Plus de vingt années ont été
nécessaires à la réalisation de cet impressionnant pavé de 3,5
kilos, qui rassemble l’intégralité des 107 numéros de la revue
L’Équerre. Organe de diffusion officiel des CIAM (congrès
internationaux d’architecture moderne) en Belgique, le périodique
engagé de l’entre-deux-guerres se révèle un puissant catalyseur
de réflexion sur l’architecture, l’art et l’urbanisme
d’aujourd’hui. Fruit d’un long travail de recherche coordonné
par un comité scientifique de renom – Jean-Louis Cohen, Joseph
Abram et Emmanuel Debruyne –, le facsimilé de 1 280 pages
s’accompagne de textes critiques situant les articles dans leur
contexte. Outre son intérêt historique évident, l’ouvrage
entièrement traduit en anglais ambitionne également de diffuser
largement le patrimoine méconnu de l’architecture belge des années
trente. Mise en forme à travers une séduisante charte graphique
conçue par le graphiste Pierre Geurts, la publication s’est vue
décerner le prix Fernand Baudin qui récompense les beaux livres de
Bruxelles et de Wallonie.
L’Équerre est éditée chez
Fourre-Tout, maison indépendante fondée par l’atelier liégeois
de Pierre Hebbelinck et Pierre de Wit qui pratiquent depuis 2004
la double activité singulière d’architecte et d’éditeur.

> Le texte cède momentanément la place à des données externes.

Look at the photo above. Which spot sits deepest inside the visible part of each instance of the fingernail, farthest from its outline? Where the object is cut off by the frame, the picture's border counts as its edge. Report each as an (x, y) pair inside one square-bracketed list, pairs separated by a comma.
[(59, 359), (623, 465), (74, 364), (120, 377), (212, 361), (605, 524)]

Intrinsèquement liée à leurs réalisations, leur production compte
actuellement plus de 20 titres et se divise en deux axes : interroger
l’architecture dans un rapport poétique à l’écriture, aux arts
plastiques et à la photographie et comprendre les comportements et
les expressions architecturales du XXe siècle. C’est sans doute
leur pièce majeure, Méthodes, qui transcrit le mieux cette approche
« sensible » et « transdisciplinaire » plébiscitée par le Grand
Prix du livre d’architecture en 2011.
L’Équerre, réédition intégrale
1928-1939, sous la direction scientifique de Sébastien Charlier,
Éditions Fourre-Tout, 2013, 1 344 pages, 65 euros.